SECTION5.                    Indemnification and Limitation of Liability

(a)                 In the absence of willful misfeasance, bad faith, gross negligence or reckless disregard of obligations or duties hereunder on the part of FSSC and its trustees, officers, employees, agents and representatives, the Funds agree to indemnify FSSC and its trustees, officers, employees, agents and representatives against any and all claims, demands, liabilities and reasonable expenses (including attorneys’ fees), related to or otherwise connected with (i) any breach by the Funds of any provision of this Agreement; or (ii) any action by a Fund’s Shareholder against FSSC.

(b)                FSSC shall not be liable for any error of judgment or mistake of law or for any loss suffered by any Fund in connection with the matters to which this Agreement relates, except a loss resulting from willful misfeasance, bad faith or gross negligence on its part in the performance of its duties or from reckless disregard by it of its obligations and duties under this Agreement. In no event shall FSSC be liable for indirect or consequential damages.

(c)                 Any person, even though also an officer, trustee, partner, employee or agent of FSSC, who may be or become an officer, employee or agent of any Fund or a member of a Fund's Board, shall be deemed, when rendering services to such Fund or acting on any business of such Fund (other than services or business in connection with the duties of FSSC hereunder) to be rendering such services to or acting solely for such Fund and not as an officer, trustee, partner, employee or agent or one under the control or direction of FSSC even though paid by FSSC.
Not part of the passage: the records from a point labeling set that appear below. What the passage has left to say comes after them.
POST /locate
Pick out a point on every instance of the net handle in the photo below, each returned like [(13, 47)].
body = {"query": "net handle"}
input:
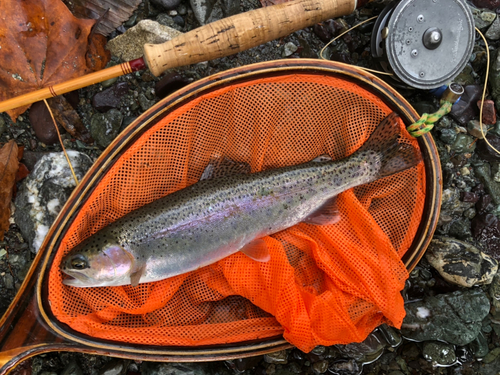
[(243, 31)]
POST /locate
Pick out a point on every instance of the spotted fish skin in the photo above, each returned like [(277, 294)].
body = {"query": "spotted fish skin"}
[(214, 218)]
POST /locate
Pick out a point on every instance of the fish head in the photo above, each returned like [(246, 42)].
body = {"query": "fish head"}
[(98, 261)]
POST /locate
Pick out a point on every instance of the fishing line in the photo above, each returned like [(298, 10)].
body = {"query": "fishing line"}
[(60, 140), (345, 32), (484, 91)]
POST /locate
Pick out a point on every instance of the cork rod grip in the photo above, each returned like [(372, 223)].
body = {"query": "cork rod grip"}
[(241, 32)]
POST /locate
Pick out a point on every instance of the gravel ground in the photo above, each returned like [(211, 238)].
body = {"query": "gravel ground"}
[(470, 211)]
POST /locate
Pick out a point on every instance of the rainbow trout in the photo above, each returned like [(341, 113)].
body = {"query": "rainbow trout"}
[(221, 215)]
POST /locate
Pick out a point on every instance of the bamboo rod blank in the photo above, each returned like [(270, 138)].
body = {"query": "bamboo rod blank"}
[(221, 38), (241, 32), (67, 86)]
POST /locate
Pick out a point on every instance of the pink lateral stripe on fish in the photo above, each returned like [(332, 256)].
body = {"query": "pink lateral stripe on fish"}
[(221, 215)]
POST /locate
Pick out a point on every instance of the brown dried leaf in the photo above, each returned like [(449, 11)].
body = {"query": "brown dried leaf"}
[(119, 12), (67, 117), (42, 44), (8, 169)]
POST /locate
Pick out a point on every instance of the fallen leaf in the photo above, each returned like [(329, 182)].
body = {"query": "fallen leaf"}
[(42, 44), (8, 169), (66, 116), (119, 12), (97, 55)]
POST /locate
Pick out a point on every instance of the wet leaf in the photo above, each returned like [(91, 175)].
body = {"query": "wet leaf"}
[(119, 12), (266, 3), (8, 169), (42, 44)]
(d)                FSSC is expressly put on notice of the limitation of liability as set forth in the Declaration of Trust of each Fund that is a Massachusetts business trust and agrees that the obligations assumed by each such Fund pursuant to this Agreement shall be limited in any case to such Fund and its assets and that FSSC shall not seek satisfaction of any such obligations from the Shareholders of such Fund, the Trustees, Officers, Employees or Agents of such Fund, or any of them.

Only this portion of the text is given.